Em comparação ao número geral de trabalhadores que estão fora do mercado de trabalho no estado, que é de pouco mais de 14%, os jovens representam quase 115%.
E o problema pode estar ligado a qualidade da educação oferecida aos jovens no Maranhão. De acordo com o site Ranking de Competitividade, em 2017 o estado ocupou a vigésima primeira posição entre todas as unidades federativas no item Educação.
Além disso, os planos pedagógicos adotados nas escolas não privilegiam a preparação dos estudantes para o mercado de trabalho por meio de cursos técnicos voltados para a realidade de cada estado, município, como explica o Gerente Executivo de Estudos e Prospectiva da Confederação Nacional da Indústria, a CNI, Márcio Guerra.
“Há de se considerar que essa educação que é colocada hoje, que felizmente passa agora por uma possibilidade de reforma, ela ainda é muito pouco conectada com a realidade, ou seja, com as situações e problemas reais do mercado de trabalho. Então isso dificulta muito.”
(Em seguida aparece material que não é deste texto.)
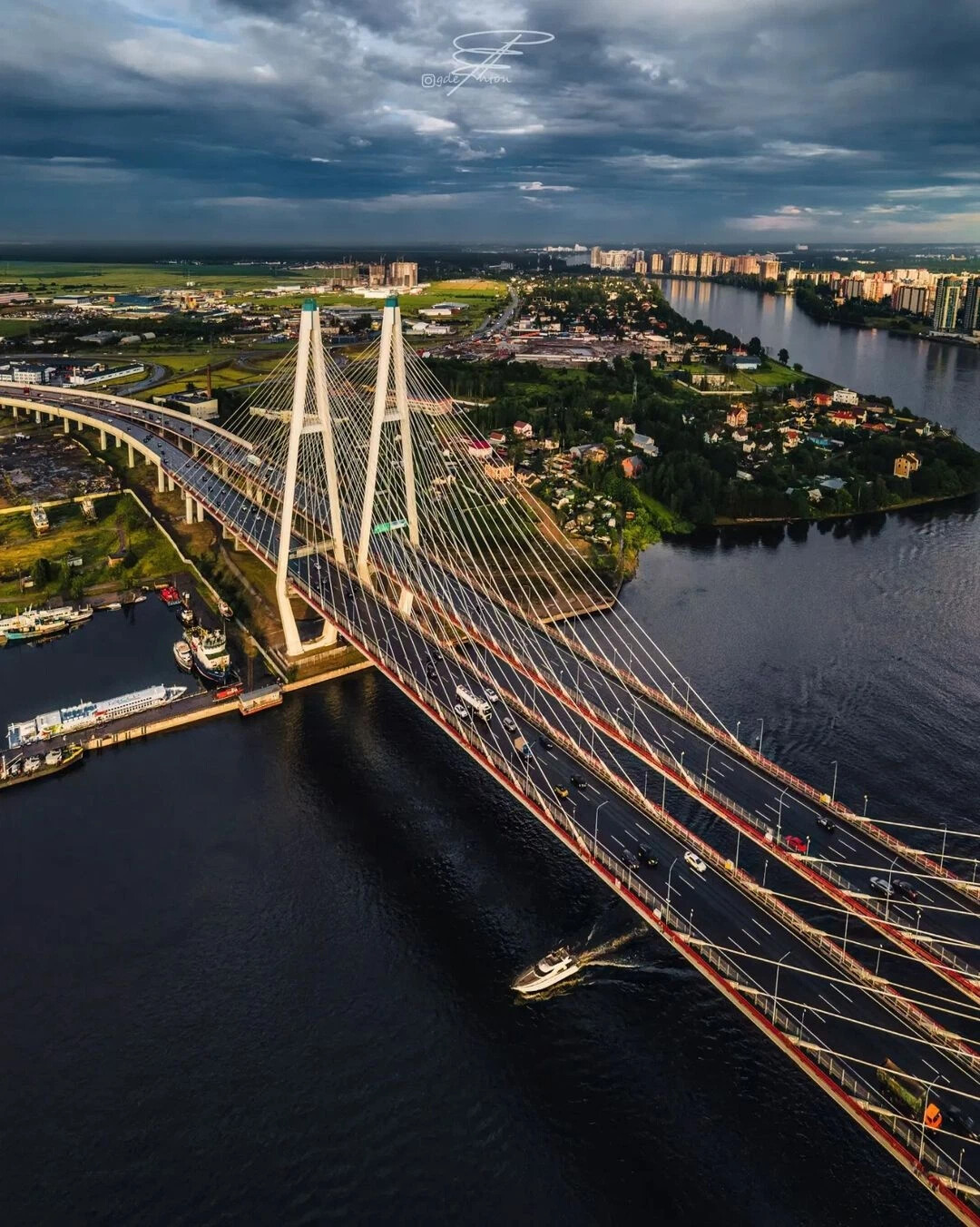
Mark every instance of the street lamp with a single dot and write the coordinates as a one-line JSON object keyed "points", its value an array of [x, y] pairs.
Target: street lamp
{"points": [[779, 815], [595, 837], [888, 896], [775, 990], [670, 872]]}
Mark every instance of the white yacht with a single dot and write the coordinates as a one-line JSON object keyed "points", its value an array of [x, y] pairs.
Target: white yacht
{"points": [[558, 966]]}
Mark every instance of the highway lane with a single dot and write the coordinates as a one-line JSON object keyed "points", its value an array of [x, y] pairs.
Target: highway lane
{"points": [[714, 905]]}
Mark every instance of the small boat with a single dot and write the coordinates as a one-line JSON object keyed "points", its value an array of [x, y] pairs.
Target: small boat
{"points": [[558, 966], [183, 655]]}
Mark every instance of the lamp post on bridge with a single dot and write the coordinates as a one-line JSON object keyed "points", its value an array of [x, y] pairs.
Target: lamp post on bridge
{"points": [[595, 837], [775, 989], [670, 872]]}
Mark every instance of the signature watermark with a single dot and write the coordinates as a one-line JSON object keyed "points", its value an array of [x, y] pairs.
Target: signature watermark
{"points": [[481, 54]]}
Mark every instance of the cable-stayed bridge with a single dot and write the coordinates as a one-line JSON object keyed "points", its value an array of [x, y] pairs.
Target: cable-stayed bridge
{"points": [[379, 506]]}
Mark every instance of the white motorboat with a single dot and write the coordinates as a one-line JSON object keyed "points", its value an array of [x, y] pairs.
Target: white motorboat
{"points": [[558, 966]]}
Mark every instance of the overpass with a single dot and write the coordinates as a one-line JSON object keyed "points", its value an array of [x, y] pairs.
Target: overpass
{"points": [[384, 523]]}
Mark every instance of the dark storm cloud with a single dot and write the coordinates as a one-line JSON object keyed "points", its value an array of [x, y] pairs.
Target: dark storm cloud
{"points": [[652, 122]]}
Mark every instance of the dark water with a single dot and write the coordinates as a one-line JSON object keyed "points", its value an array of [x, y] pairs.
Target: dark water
{"points": [[932, 378], [257, 972]]}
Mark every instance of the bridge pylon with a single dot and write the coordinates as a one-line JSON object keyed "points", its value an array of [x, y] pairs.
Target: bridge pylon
{"points": [[306, 418], [390, 368]]}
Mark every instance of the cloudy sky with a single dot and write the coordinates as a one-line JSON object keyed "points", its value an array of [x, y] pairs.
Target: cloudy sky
{"points": [[641, 121]]}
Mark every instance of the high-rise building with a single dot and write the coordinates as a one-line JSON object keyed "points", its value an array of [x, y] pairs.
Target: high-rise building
{"points": [[970, 307], [403, 275], [910, 299], [947, 304], [707, 264]]}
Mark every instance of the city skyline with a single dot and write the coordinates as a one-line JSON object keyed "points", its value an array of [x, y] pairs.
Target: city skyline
{"points": [[213, 121]]}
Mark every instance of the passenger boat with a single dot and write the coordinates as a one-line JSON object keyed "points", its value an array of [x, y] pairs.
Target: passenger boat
{"points": [[210, 651], [14, 770], [183, 656], [558, 966], [88, 714]]}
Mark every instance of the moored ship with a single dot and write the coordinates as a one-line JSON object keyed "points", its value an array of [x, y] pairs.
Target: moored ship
{"points": [[88, 714], [210, 652], [14, 770]]}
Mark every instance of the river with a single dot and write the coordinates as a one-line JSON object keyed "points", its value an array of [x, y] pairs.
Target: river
{"points": [[931, 378], [258, 971]]}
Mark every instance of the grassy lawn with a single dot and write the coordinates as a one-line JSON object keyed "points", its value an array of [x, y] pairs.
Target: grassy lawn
{"points": [[119, 524]]}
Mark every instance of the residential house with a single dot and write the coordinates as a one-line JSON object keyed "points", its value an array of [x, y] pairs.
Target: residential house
{"points": [[906, 464]]}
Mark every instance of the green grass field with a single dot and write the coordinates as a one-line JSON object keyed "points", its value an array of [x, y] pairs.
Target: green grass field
{"points": [[121, 524]]}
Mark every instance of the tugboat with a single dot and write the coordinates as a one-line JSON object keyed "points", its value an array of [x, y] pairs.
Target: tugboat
{"points": [[558, 966], [183, 655]]}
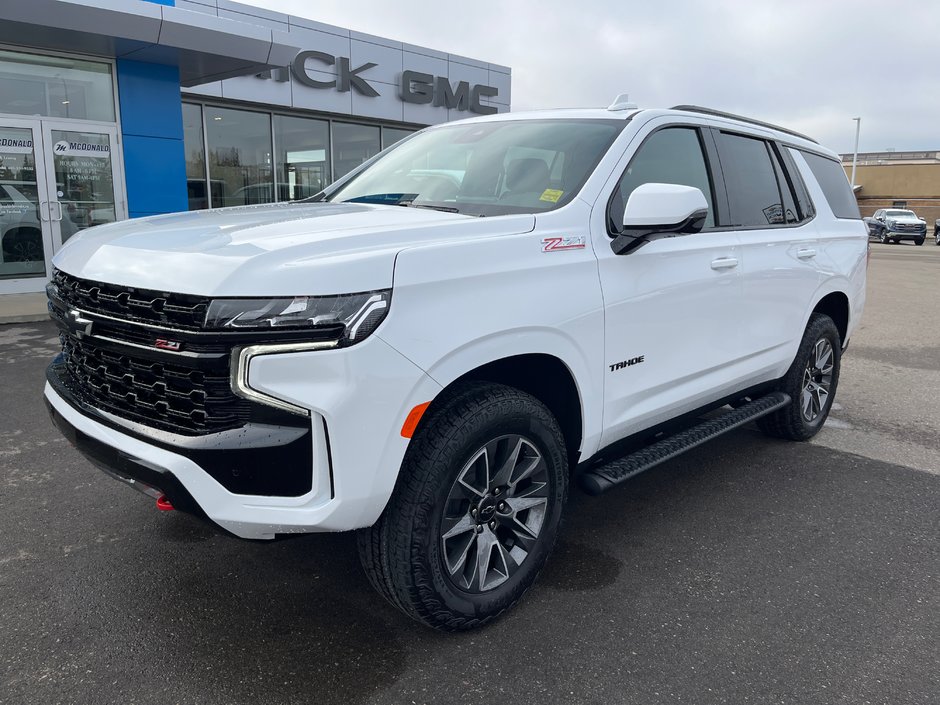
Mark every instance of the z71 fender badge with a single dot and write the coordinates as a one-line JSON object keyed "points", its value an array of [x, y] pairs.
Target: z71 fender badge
{"points": [[557, 244]]}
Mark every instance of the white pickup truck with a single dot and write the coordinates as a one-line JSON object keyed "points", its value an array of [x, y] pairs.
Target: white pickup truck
{"points": [[430, 350]]}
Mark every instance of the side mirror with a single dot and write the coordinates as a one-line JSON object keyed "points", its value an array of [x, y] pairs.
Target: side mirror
{"points": [[660, 210]]}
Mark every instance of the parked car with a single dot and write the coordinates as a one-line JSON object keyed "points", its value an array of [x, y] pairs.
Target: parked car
{"points": [[20, 226], [896, 224], [432, 366]]}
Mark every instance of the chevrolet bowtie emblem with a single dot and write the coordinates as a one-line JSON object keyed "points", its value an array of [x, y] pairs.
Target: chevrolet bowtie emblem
{"points": [[80, 326]]}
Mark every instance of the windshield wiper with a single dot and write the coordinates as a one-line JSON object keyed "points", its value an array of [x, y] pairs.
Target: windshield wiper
{"points": [[445, 209], [399, 199], [386, 199]]}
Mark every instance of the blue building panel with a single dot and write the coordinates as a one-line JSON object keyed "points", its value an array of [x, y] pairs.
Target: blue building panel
{"points": [[150, 99], [155, 174], [152, 134]]}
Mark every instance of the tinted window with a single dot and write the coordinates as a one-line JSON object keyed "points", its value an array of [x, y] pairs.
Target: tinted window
{"points": [[391, 135], [834, 184], [302, 156], [791, 214], [353, 145], [803, 201], [670, 156], [195, 147], [239, 144], [753, 191], [55, 86]]}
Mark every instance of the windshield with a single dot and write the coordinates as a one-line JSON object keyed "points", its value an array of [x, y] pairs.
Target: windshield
{"points": [[486, 168]]}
Enquanto os jovens buscam entrar no mercado de trabalho, as empresas e indústrias esperam mudanças no modelo educacional do país em favor da melhor qualificação profissional dos estudantes.
A Coordenadora de Educação Profissional, Tecnologia e Inovação do SENAI, do Maranhão, Scheherazade Bastos, lembra que o jovem, o estudante, tem mais chances de entrar no mercado de trabalho quando ele é preparado em cursos profissionais.
“Essas pessoas, elas têm uma entrada no mercado de trabalho bastante significativa. As empresas tratam essa mão de obra, pessoas com essa qualificação, porque ela é bem específica, ela tem uma praticidade bem maior do que um curso, por exemplo, de universidade superior.”
Entre dois estudantes com a mesma escolaridade, aquele que se formou em educação profissional pode ganhar até 18 por cento a mais, em comparação com os estudantes que não fizeram cursos técnicos. Os dados são de pesquisa realizada pela Pontifícia Universidade Católica, do Rio de Janeiro, em 2017.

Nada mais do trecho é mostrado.